- The Poinsettia forms a culturally and commercially important plant that evolved as indigenous to Mexico, in North America, and also Central America.
- It remains well known for its red and green foliage. The breathtaking and fascinating continues to be widely used in Christmas decorations.
- Many individuals mistake the brilliant red bracts for which the species has become famous for flower petals. In fact, they actually represent leaves.
- The variety popular as a Christmas tradition, especially in the United States, actually constitutes a specially grafted variety.
Poinsettia Physical Description
The Poinsettia occurs naturally as either a shrub or small tree. The rather remarkable tree form has the ability to reach a height of as much as 16 ft (4 m).
It bears dark green leaves that average between 3-6 in (7-16 cm) in length.
The species produces bracts that most commonly display the familiar bright red. However, it sometimes develops as either orange, cream, pale green, pink, white or marbled, in color.
The natural varieties left to their own devices, typically grow into a wider form more closely resembling weeds.
Species: E. pulcherrima
Poinsettia Habitat and Toxicity
Due to its grouping and color, many people often mistake the bracts of the Poinsettia for flowers. Yet despite their appearance, they, in fact, remain leaves.

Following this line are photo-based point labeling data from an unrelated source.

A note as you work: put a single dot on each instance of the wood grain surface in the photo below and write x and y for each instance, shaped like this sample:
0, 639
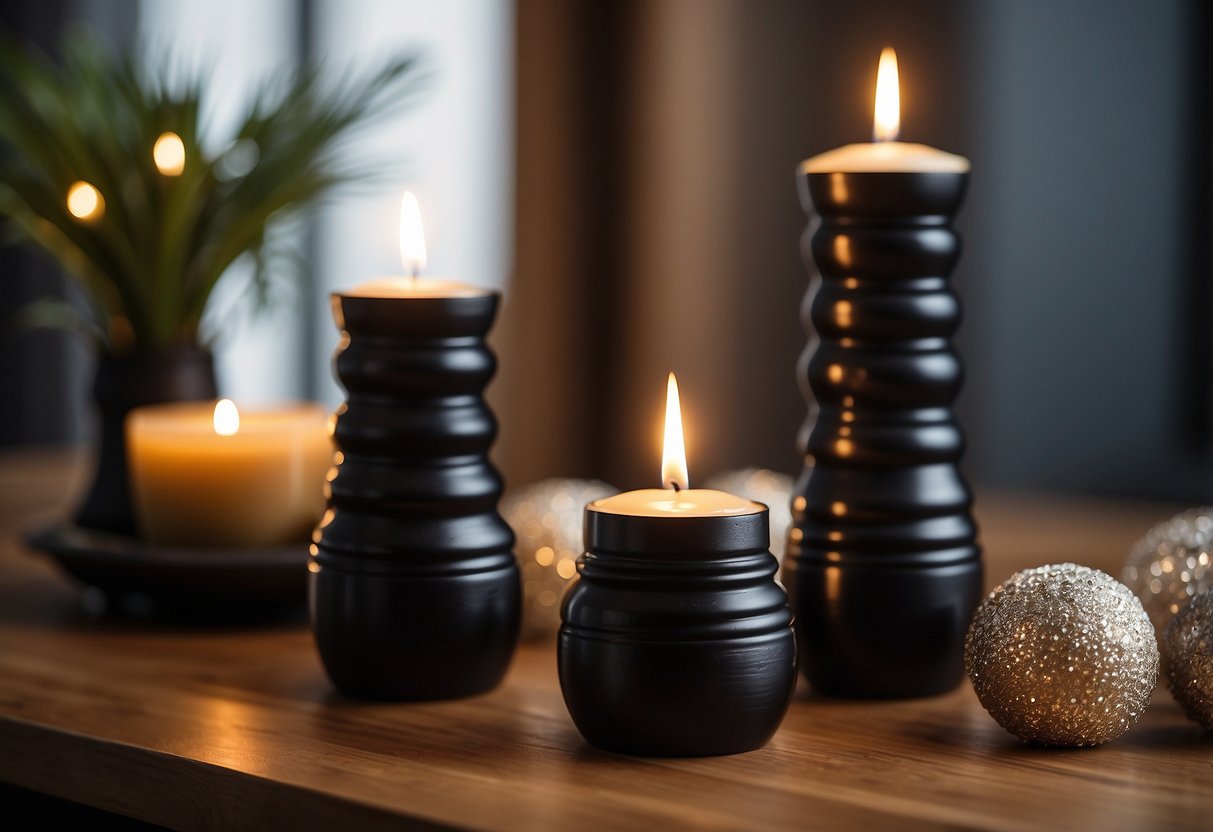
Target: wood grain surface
238, 728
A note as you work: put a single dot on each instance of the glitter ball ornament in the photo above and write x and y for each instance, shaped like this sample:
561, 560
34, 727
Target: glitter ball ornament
1172, 564
1188, 655
1063, 655
547, 518
766, 486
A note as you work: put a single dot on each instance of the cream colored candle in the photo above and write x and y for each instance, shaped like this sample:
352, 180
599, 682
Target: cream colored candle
886, 154
678, 499
204, 474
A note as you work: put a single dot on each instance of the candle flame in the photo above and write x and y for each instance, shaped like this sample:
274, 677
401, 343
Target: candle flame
413, 235
887, 121
227, 417
169, 154
673, 452
85, 201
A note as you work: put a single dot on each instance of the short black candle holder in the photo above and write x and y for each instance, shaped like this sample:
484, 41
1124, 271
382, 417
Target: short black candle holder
414, 590
677, 640
882, 568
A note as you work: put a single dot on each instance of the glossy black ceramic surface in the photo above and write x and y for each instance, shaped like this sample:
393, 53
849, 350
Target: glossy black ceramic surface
677, 640
414, 591
883, 568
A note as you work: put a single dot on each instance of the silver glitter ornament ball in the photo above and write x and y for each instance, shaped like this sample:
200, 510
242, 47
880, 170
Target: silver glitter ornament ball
1188, 655
766, 486
547, 519
1172, 564
1063, 655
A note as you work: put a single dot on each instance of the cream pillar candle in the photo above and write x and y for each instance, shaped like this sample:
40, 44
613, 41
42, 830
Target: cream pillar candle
204, 474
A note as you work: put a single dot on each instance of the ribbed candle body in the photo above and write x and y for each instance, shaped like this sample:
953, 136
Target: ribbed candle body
883, 570
414, 588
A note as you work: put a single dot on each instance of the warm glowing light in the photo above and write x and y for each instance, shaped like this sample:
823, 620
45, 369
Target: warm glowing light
673, 450
169, 154
227, 417
85, 201
887, 123
413, 235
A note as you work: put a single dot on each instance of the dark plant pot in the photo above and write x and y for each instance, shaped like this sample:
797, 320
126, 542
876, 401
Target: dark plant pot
123, 383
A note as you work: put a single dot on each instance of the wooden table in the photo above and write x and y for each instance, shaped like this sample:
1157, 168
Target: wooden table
239, 728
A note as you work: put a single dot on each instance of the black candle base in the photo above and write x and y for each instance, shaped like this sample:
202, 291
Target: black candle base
402, 636
414, 590
882, 631
677, 640
689, 699
883, 568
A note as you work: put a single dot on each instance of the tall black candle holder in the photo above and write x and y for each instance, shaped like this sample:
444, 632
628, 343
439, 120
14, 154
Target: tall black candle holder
883, 570
677, 640
414, 590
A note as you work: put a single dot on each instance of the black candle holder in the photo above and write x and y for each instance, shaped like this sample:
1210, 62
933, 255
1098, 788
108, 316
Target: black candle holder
414, 590
882, 568
677, 640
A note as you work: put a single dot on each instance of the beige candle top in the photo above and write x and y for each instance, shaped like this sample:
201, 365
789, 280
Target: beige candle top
886, 154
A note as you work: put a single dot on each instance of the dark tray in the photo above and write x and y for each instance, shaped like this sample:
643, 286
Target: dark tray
138, 579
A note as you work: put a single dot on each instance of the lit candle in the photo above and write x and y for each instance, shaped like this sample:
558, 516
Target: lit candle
677, 640
205, 474
414, 586
882, 568
413, 255
677, 499
884, 154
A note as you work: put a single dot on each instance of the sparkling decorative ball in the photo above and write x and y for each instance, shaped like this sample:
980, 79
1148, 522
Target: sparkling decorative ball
1063, 655
547, 518
766, 486
1188, 655
1172, 564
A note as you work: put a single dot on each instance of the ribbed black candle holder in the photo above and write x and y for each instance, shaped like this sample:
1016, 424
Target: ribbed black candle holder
677, 640
882, 568
414, 590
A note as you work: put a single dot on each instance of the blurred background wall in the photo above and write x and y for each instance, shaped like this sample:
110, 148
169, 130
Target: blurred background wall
625, 171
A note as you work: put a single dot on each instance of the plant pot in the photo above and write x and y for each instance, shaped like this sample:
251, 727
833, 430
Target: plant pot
121, 383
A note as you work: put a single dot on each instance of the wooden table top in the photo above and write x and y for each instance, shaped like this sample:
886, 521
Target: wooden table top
239, 728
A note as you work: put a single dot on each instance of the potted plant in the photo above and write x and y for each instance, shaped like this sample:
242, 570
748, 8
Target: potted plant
103, 166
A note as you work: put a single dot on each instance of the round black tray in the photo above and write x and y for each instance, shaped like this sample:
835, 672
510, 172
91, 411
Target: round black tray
140, 579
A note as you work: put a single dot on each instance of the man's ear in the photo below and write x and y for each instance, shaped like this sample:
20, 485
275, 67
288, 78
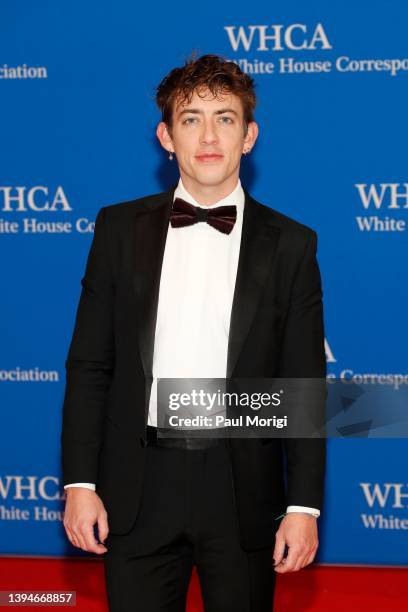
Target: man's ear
163, 134
251, 136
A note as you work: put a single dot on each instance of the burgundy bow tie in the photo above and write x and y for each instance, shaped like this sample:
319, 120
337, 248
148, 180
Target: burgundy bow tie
222, 218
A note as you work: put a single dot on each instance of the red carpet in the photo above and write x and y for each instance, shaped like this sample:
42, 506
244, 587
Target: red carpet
317, 589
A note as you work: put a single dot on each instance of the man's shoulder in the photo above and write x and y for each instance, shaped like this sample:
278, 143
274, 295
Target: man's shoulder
286, 224
128, 208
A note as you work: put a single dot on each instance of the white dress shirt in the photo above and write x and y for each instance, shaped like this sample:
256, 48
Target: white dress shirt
195, 301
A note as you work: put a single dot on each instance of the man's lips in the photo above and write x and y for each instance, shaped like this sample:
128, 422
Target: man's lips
209, 156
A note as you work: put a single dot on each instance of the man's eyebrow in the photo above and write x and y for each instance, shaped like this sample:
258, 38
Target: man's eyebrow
197, 111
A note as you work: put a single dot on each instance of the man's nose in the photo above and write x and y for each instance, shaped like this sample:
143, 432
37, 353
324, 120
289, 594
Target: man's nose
208, 134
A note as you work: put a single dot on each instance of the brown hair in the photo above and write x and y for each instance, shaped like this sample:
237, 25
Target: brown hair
208, 72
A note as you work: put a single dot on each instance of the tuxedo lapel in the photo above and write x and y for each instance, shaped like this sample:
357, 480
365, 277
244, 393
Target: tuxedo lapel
258, 245
149, 235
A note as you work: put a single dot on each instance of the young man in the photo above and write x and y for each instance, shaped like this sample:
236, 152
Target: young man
174, 288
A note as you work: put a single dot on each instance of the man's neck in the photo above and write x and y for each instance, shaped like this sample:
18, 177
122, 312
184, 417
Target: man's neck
206, 195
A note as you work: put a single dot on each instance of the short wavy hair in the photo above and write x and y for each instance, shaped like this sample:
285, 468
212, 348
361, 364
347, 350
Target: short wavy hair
208, 72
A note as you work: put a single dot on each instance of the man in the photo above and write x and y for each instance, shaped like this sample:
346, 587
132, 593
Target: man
174, 288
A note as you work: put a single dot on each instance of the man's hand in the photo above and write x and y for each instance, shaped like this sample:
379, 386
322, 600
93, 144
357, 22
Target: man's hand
299, 532
83, 509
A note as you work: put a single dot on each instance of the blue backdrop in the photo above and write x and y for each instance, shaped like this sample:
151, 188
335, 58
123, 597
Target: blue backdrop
77, 119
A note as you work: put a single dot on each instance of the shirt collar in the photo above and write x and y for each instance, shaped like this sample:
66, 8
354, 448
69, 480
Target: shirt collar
237, 197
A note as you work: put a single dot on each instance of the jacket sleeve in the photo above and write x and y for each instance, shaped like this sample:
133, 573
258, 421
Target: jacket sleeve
89, 364
303, 356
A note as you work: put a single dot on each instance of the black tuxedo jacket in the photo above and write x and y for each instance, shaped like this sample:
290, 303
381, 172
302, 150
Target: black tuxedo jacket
276, 330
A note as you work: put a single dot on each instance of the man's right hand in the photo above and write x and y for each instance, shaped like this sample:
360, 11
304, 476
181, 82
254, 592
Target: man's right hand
83, 509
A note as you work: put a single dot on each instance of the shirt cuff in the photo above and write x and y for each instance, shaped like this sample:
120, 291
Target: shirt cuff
314, 511
84, 485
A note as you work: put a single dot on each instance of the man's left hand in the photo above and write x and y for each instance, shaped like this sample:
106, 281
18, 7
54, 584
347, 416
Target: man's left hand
299, 532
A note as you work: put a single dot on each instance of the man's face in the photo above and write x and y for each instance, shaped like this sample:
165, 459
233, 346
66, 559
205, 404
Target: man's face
207, 136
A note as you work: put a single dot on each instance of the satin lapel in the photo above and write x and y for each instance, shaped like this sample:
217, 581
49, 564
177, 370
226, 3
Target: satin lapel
258, 246
150, 233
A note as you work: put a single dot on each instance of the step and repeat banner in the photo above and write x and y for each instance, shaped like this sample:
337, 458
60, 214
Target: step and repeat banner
77, 132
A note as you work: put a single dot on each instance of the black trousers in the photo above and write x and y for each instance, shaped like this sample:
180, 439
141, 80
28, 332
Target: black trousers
187, 517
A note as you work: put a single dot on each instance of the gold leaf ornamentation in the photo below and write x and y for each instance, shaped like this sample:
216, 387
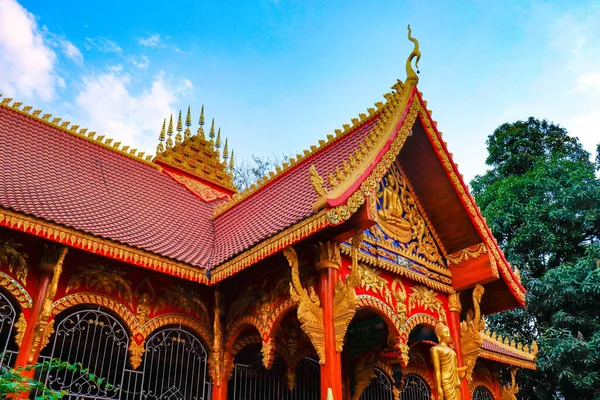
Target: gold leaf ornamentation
12, 255
102, 278
427, 299
310, 313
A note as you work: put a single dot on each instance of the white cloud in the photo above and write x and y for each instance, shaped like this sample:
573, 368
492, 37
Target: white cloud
142, 63
27, 63
71, 51
103, 44
151, 41
108, 104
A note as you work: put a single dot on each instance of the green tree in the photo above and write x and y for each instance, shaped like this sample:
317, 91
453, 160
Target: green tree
541, 198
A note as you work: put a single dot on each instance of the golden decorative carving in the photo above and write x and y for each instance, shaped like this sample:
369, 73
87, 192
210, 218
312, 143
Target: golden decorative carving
136, 352
371, 280
447, 372
400, 218
467, 253
364, 372
317, 181
84, 241
345, 300
217, 359
329, 255
426, 298
470, 333
12, 255
454, 302
103, 278
20, 327
52, 259
310, 313
410, 72
201, 190
509, 391
15, 288
398, 270
184, 299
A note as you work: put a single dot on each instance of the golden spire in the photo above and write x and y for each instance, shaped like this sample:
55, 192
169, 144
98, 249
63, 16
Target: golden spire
188, 123
201, 122
178, 138
211, 134
160, 148
218, 143
225, 152
411, 76
170, 133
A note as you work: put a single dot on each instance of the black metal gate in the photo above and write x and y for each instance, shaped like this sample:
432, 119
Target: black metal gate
175, 366
380, 388
254, 382
415, 388
97, 341
482, 393
8, 316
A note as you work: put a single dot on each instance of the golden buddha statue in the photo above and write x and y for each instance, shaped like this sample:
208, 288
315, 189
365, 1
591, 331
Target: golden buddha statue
447, 372
390, 214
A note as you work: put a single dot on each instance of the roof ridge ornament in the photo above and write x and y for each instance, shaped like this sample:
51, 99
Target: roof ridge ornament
411, 76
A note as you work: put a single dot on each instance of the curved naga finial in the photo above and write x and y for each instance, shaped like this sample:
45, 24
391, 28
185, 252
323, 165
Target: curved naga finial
410, 72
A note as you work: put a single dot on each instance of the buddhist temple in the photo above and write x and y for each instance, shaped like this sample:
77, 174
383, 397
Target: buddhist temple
361, 268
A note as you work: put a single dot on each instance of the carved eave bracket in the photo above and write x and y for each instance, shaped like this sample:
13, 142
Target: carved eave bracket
471, 330
310, 313
472, 265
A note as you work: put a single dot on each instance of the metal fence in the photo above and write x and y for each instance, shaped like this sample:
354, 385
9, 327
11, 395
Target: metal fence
254, 382
174, 364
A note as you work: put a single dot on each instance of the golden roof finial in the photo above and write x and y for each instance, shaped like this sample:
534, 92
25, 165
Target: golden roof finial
211, 134
161, 148
178, 138
218, 144
411, 76
225, 152
188, 123
170, 133
201, 122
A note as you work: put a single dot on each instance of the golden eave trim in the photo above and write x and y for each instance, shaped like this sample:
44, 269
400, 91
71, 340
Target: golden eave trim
88, 242
398, 270
298, 160
452, 171
107, 144
270, 246
502, 358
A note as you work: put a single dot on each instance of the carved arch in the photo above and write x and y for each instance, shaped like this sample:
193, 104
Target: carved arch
171, 319
236, 328
17, 290
99, 300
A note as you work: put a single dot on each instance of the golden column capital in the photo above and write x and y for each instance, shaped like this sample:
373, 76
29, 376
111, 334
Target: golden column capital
454, 302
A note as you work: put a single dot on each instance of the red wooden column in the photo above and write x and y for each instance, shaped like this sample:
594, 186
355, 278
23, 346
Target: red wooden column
50, 269
455, 308
331, 372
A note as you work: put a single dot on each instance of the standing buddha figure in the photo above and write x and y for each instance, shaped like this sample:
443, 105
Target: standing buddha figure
447, 372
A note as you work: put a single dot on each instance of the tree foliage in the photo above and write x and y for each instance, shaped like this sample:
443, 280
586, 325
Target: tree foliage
14, 383
541, 199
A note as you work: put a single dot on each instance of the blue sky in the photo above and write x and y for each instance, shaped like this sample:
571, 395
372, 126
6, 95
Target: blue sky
279, 75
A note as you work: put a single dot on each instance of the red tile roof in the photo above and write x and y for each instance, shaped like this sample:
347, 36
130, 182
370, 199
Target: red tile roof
280, 204
56, 176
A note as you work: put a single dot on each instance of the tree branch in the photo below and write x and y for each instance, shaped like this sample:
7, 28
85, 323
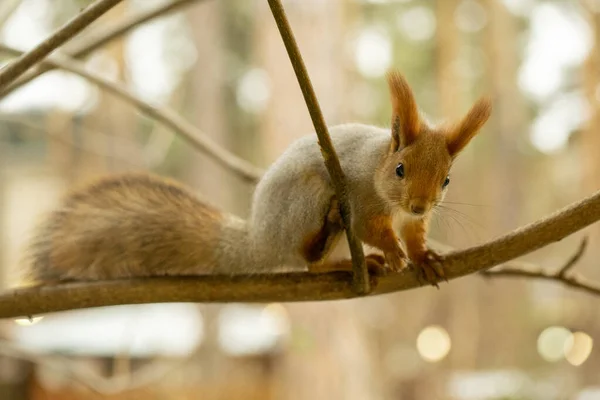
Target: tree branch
294, 286
526, 270
166, 116
17, 67
332, 162
85, 46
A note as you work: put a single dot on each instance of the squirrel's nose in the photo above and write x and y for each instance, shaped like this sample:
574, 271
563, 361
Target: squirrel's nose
417, 208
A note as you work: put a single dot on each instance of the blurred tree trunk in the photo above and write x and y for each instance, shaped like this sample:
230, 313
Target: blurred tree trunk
590, 136
458, 305
207, 110
503, 175
111, 116
336, 364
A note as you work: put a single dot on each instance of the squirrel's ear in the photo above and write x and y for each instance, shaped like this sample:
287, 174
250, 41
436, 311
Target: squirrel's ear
460, 135
406, 123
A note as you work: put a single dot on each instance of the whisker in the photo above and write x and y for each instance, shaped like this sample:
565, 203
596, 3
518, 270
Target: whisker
464, 204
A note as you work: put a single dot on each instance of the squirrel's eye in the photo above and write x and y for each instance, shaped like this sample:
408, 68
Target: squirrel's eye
400, 170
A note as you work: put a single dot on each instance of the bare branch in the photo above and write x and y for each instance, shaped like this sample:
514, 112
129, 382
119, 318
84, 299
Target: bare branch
166, 116
332, 162
17, 67
520, 270
298, 286
574, 258
85, 46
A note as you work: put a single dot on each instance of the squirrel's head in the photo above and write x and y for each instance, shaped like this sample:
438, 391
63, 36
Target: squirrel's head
413, 175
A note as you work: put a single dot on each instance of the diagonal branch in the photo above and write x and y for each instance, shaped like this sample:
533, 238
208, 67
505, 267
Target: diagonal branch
17, 67
85, 46
298, 286
526, 270
165, 116
332, 162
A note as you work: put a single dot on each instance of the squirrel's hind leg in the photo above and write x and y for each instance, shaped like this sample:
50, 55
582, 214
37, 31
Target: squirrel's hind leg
375, 265
317, 245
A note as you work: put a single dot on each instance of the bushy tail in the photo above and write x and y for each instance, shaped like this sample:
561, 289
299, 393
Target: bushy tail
135, 225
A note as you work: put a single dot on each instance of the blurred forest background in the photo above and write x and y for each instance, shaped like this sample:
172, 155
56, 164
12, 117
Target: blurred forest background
221, 65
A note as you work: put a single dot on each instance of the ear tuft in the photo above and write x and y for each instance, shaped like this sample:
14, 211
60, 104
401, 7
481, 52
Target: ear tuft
466, 129
406, 123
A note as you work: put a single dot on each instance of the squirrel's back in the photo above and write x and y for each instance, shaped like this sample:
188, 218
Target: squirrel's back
133, 225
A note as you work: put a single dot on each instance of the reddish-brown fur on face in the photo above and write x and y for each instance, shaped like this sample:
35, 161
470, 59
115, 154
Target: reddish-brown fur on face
425, 152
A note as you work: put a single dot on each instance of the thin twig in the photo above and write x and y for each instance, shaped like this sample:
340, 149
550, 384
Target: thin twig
85, 46
517, 269
295, 286
332, 162
164, 115
17, 67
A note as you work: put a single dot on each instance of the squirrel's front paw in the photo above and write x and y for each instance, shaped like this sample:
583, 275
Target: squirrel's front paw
429, 267
396, 260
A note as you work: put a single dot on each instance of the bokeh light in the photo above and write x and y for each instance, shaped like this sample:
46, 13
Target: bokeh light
578, 348
551, 343
28, 321
433, 343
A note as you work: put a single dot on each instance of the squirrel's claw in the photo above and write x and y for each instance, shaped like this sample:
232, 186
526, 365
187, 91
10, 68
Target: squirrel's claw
429, 268
396, 261
376, 264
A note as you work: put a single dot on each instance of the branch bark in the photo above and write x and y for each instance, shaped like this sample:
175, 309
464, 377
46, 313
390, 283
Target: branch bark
332, 162
17, 67
85, 46
165, 116
294, 286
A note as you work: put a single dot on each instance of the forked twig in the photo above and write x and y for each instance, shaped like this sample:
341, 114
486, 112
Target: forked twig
18, 67
564, 275
166, 116
85, 46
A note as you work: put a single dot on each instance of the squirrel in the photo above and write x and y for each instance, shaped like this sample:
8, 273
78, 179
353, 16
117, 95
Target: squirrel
141, 225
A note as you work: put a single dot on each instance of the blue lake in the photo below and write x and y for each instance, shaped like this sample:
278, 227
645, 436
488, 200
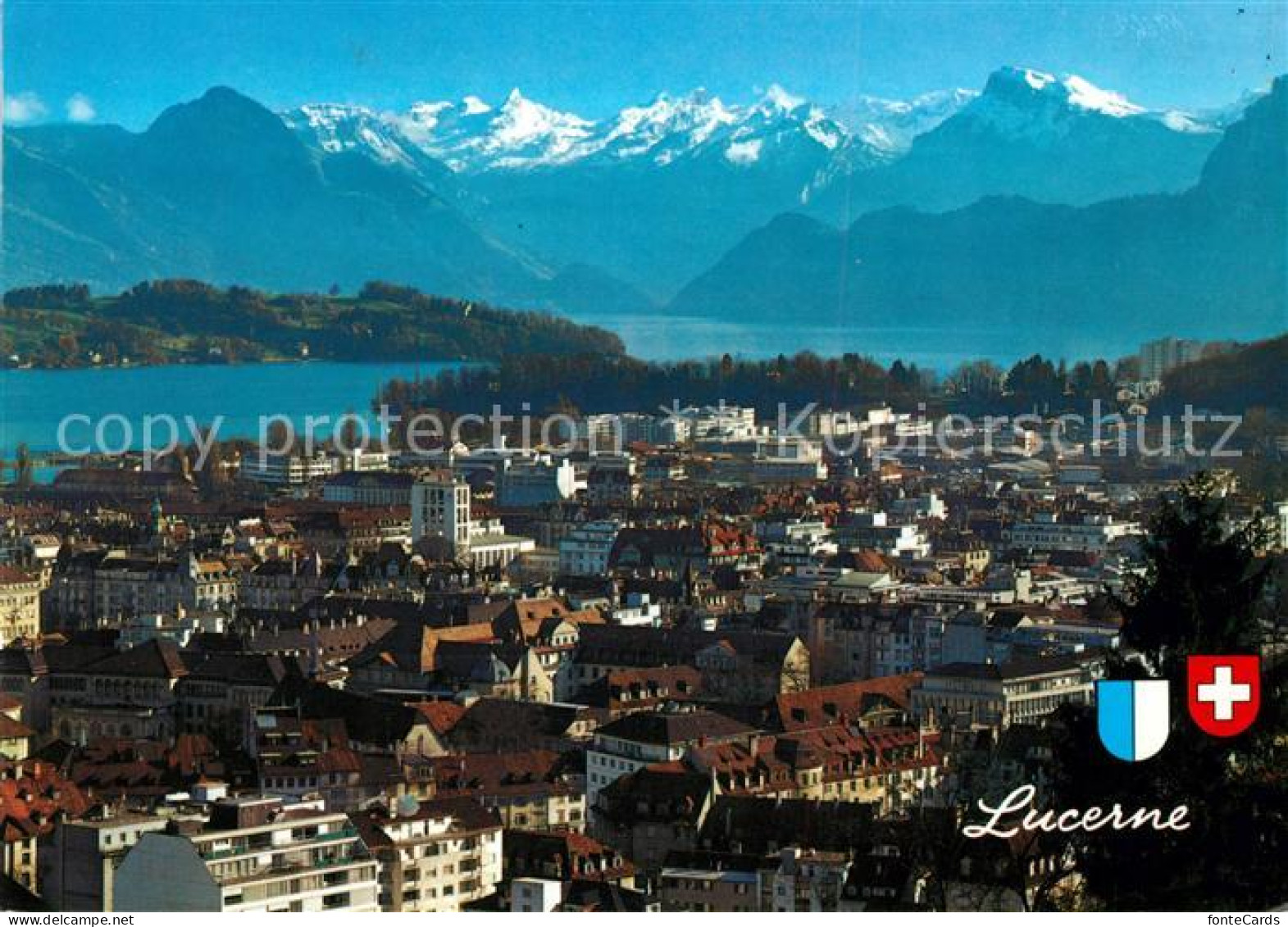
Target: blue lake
33, 403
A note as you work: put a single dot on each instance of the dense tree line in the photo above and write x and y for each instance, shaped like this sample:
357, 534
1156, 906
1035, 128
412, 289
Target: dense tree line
604, 383
183, 320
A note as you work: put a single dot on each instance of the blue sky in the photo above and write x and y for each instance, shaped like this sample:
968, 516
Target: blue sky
124, 62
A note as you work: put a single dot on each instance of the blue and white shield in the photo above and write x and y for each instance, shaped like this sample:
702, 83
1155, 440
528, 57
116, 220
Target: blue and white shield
1132, 717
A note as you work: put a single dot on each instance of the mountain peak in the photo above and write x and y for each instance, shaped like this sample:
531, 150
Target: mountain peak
219, 110
1026, 87
777, 98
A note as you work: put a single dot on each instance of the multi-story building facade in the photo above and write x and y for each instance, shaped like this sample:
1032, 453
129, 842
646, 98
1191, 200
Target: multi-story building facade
435, 855
79, 857
252, 855
20, 604
588, 548
999, 696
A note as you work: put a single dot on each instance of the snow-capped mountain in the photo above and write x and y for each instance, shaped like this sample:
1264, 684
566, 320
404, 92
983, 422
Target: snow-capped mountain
1035, 135
471, 137
890, 125
1033, 103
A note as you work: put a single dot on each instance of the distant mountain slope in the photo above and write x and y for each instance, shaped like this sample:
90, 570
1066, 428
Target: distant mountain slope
531, 207
182, 320
1251, 376
1057, 141
651, 194
654, 193
221, 189
1209, 261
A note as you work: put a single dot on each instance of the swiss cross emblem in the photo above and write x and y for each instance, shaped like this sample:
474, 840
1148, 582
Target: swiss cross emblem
1224, 692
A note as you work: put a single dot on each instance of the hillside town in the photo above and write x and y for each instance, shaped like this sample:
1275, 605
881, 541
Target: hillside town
681, 663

The actual blooms stay small, unassuming, and do not attract pollinators. The plant appears in the wild in both tropical forests and seasonally dry forests.
There remains a common misconception concerning the toxicity of the Poinsettia. It does indeed rank as toxic, but only slightly. Ingestion rarely results in more than mild symptoms such as regurgitation.
Additionally, prolonged contact with the leaves results in only mild skin irritation in sensitive individuals.